I would be interested to see what people with hvac backgrounds have to say. The area the calculator spits out is pretty large. Considering the area of a 6" duct is about 28", getting up to over 100 sq in would be difficult. 

I was planning on usong 90 pvc elbows but using 4" pvc i would need almost 10 intakes. And 4" pvc elbows arent cheap!  

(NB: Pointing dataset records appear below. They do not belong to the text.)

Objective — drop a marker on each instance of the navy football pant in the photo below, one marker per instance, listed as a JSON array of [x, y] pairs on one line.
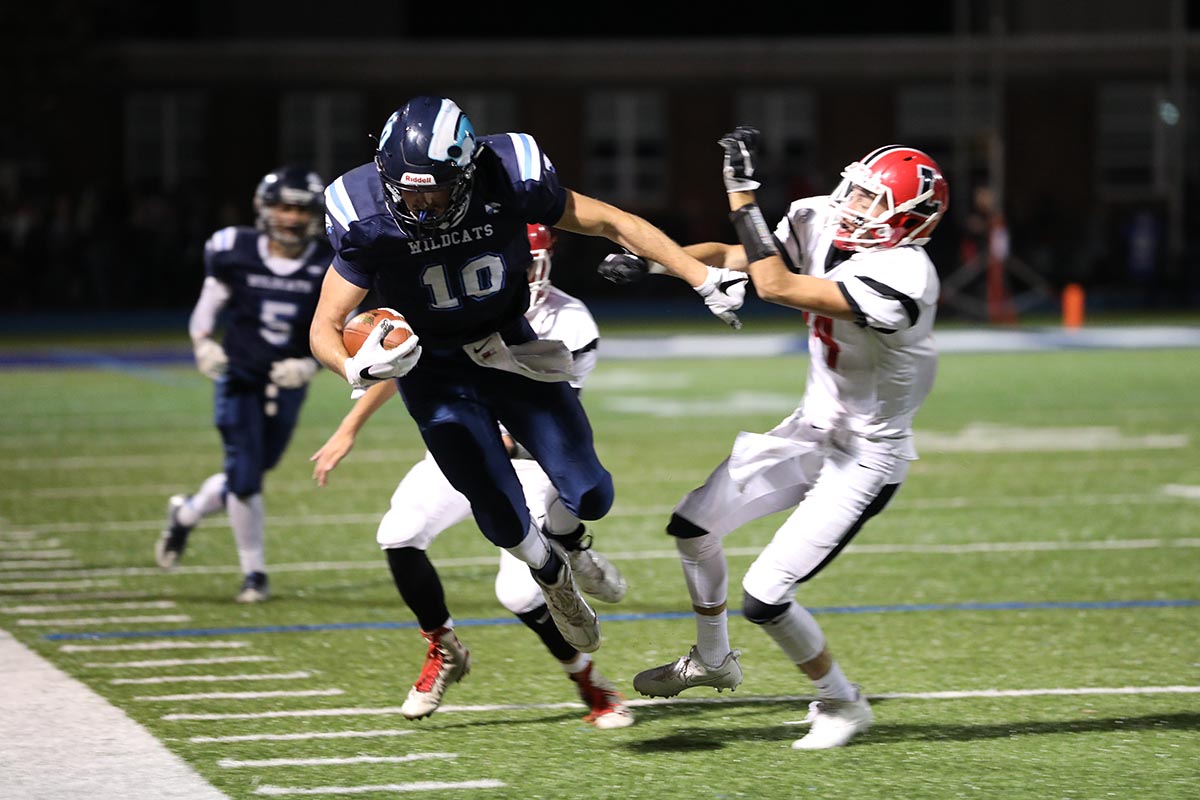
[[457, 405], [253, 439]]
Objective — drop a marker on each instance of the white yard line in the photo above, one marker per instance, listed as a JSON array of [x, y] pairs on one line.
[[303, 737], [1168, 494], [210, 679], [84, 621], [853, 549], [238, 696], [420, 786], [153, 645], [701, 701], [10, 553], [108, 757], [87, 607], [233, 763], [175, 662]]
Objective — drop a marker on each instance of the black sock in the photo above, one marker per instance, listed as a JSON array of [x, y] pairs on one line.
[[574, 540], [540, 623], [419, 585], [549, 571]]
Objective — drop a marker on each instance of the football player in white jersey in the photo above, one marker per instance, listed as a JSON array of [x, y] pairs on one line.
[[855, 264], [425, 504]]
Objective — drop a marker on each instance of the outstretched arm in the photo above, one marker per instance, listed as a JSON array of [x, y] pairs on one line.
[[341, 441], [653, 251], [772, 280]]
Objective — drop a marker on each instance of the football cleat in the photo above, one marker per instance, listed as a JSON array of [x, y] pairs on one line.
[[253, 589], [606, 707], [597, 576], [171, 545], [687, 672], [835, 722], [445, 662], [571, 614]]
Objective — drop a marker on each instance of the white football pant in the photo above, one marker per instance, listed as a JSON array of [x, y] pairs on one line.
[[425, 504]]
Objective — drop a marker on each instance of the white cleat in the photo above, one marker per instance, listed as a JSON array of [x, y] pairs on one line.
[[835, 722], [571, 614], [447, 662], [597, 576], [606, 707], [687, 672]]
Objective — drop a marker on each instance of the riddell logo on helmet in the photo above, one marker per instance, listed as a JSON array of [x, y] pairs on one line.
[[417, 179]]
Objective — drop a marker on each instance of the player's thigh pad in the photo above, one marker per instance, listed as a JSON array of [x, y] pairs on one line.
[[515, 587], [240, 420], [550, 421], [423, 505], [850, 488], [720, 506], [279, 427]]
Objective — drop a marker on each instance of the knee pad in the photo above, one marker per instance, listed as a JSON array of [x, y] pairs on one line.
[[598, 500], [757, 612], [681, 528]]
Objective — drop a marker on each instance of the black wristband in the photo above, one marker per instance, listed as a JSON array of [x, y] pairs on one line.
[[753, 233]]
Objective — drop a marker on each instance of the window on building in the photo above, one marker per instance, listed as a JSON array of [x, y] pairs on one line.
[[163, 140], [786, 120], [1132, 128], [624, 160], [324, 131]]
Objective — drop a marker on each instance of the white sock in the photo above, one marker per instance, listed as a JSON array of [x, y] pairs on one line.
[[713, 637], [834, 686], [247, 519], [797, 633], [533, 549], [575, 667], [207, 501]]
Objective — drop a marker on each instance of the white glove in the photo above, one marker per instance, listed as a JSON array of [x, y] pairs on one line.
[[373, 362], [293, 373], [210, 359], [724, 292]]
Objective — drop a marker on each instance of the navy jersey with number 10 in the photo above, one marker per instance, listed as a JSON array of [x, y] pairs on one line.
[[462, 283]]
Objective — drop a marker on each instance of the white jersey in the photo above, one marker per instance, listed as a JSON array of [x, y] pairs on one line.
[[567, 319], [869, 376]]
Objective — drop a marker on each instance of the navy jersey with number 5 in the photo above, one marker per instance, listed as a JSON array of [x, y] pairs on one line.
[[460, 284], [271, 299]]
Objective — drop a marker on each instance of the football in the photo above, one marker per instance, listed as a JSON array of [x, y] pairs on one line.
[[361, 324]]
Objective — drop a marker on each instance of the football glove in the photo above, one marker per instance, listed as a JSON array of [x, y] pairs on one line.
[[293, 373], [724, 292], [741, 150], [625, 268], [373, 362], [210, 359]]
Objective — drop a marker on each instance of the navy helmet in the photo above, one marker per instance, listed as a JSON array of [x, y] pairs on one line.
[[293, 186], [427, 145]]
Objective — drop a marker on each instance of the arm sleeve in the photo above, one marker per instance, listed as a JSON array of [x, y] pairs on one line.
[[214, 296]]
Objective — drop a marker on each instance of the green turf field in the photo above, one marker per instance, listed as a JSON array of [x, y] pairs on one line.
[[1026, 613]]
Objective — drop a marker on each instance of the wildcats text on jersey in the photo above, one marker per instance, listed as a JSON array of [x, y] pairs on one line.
[[449, 238], [280, 284]]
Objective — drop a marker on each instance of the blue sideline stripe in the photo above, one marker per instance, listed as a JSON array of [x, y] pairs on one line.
[[634, 618]]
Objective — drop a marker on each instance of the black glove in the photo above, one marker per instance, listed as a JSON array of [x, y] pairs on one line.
[[624, 268], [741, 151]]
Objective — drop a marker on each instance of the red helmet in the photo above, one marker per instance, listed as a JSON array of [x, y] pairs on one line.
[[900, 198], [541, 244]]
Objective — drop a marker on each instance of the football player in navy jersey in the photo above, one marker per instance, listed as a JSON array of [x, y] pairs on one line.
[[262, 286], [437, 226]]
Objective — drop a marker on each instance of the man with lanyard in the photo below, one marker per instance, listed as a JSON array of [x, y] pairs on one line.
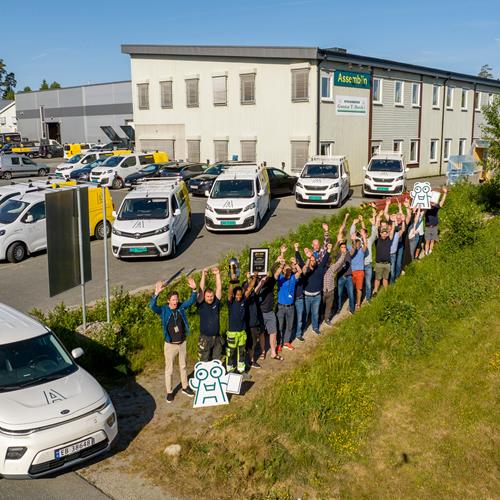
[[208, 304], [175, 330]]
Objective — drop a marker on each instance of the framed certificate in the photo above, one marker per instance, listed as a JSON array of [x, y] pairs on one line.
[[259, 260]]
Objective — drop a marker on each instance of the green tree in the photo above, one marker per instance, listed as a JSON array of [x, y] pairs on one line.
[[485, 71]]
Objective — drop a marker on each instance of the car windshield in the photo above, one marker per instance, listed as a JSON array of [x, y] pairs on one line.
[[10, 210], [233, 188], [112, 161], [74, 159], [329, 171], [144, 208], [32, 362], [385, 166]]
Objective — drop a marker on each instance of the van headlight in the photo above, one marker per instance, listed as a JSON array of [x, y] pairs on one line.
[[163, 229]]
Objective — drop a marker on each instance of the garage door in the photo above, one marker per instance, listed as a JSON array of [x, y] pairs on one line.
[[159, 145]]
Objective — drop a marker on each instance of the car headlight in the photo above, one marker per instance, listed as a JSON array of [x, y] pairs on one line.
[[163, 229]]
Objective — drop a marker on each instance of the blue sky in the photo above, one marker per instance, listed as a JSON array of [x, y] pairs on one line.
[[78, 43]]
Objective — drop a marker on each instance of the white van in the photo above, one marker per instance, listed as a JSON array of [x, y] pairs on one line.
[[114, 170], [324, 180], [53, 414], [239, 199], [152, 219], [385, 174]]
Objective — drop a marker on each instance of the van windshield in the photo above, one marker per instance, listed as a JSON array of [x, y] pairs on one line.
[[385, 166], [144, 208], [10, 210], [328, 171], [32, 362], [233, 188]]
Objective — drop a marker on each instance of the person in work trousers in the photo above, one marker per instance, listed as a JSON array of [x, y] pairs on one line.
[[175, 331], [236, 335], [208, 304]]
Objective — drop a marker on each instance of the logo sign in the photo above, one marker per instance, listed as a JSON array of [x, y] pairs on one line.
[[348, 105], [421, 196], [351, 79], [212, 384]]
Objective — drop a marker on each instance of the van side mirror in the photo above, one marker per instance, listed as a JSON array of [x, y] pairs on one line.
[[78, 352]]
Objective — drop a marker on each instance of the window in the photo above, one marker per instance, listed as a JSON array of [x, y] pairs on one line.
[[300, 85], [433, 150], [143, 95], [193, 150], [377, 91], [247, 88], [300, 154], [398, 93], [413, 151], [435, 96], [463, 99], [166, 95], [326, 148], [449, 97], [461, 146], [249, 151], [415, 94], [397, 146], [326, 86], [192, 100], [220, 90], [446, 151], [220, 150]]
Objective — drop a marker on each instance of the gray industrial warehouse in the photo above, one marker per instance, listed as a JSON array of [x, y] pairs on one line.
[[74, 114]]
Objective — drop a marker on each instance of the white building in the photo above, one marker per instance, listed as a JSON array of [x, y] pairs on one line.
[[283, 104], [8, 122]]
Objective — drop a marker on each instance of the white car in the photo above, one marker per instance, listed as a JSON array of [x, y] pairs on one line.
[[152, 220], [385, 174], [324, 180], [53, 414], [239, 200]]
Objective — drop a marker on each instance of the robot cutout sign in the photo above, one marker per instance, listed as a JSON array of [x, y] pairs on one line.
[[421, 195], [212, 384]]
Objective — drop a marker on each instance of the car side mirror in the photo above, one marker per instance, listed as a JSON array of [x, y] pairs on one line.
[[78, 352]]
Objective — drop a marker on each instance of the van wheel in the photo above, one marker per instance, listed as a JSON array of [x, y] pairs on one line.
[[117, 183], [16, 252], [99, 230]]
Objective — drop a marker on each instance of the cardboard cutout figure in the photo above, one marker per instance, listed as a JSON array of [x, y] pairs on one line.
[[421, 195]]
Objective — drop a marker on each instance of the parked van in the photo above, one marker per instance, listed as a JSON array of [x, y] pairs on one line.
[[239, 199], [15, 165], [152, 219], [385, 174], [324, 180], [53, 414], [114, 170], [22, 220]]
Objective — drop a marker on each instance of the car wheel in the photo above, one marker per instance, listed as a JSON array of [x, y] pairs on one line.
[[117, 183], [16, 252], [99, 230]]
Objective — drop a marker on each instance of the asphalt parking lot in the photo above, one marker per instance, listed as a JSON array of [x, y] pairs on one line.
[[25, 285]]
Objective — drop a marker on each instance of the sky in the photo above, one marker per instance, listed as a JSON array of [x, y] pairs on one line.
[[77, 43]]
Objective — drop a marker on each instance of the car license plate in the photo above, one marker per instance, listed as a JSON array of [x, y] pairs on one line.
[[74, 448]]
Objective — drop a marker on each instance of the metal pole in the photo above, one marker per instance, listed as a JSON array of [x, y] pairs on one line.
[[106, 264], [80, 246]]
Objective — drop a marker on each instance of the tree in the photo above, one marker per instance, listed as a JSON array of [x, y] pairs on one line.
[[485, 71]]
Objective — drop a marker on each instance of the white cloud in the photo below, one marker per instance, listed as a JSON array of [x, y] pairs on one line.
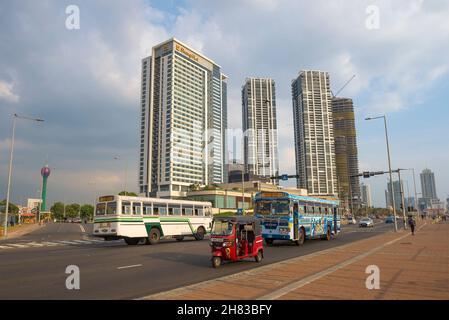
[[7, 92]]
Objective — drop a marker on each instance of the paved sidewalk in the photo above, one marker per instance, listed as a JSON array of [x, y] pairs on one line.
[[411, 267]]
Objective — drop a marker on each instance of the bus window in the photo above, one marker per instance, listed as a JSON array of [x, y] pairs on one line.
[[174, 209], [187, 210], [147, 209], [111, 208], [126, 207], [295, 207], [162, 211], [101, 209], [137, 208]]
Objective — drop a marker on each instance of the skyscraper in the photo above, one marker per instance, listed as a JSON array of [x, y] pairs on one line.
[[365, 190], [346, 154], [428, 184], [397, 195], [183, 121], [260, 127], [314, 133]]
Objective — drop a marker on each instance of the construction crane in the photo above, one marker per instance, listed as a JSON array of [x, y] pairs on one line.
[[344, 86]]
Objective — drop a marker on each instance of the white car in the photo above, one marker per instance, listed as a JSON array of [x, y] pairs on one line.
[[366, 223]]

Pretty interesting though. 

Thanks for all the input!


----------



## old timer 4311 (Sep 11, 2012)

Also, did the experiment with my fan at full power vs 1/2 and the temp fell about 4 degrees on full power. Leads me to believe that the 6" ducting can handle more than 75cfm. However its a very short run (maybe 2.5 feet). Im sure it would loose efficiency over a longer run.


----------



## sMACkaddict (Sep 11, 2012)

ok, well thats good and reinforces what we all thought/knew...


sMACk


----------



## sMACkaddict (Sep 11, 2012)

old timer 4311 said:
			
		

> I would be interested to see what people with hvac backgrounds have to say. The area the calculator spits out is pretty large. Considering the area of a 6" duct is about 28", getting up to over 100 sq in would be difficult.
> 
> I was planning on usong 90 pvc elbows but using 4" pvc i would need almost 10 intakes. And 4" pvc elbows arent cheap!
> 
> ...



the surface area for the opening of a 6in duct is like 113 sqin, so that is almost dead on track with what Hemp Goddess was suggesting.

sMACk


----------



## old timer 4311 (Sep 11, 2012)

Isnt area = pie*r squared?

So r=3 area = 28"


----------



## sMACkaddict (Sep 11, 2012)

ha... that is correct, my bad, forgot that 6" isnt the radius! whoops!

ok so where does that leave us...

sMACk


----------



## tastyness (Sep 11, 2012)

Oh all you math geeks are having a blast I see. 
Resume calculating.


----------



## dman1234 (Sep 11, 2012)

I would cut a hole the size i think is right and then just enlarge it if needed during a test run i would do with no plants. jmo


----------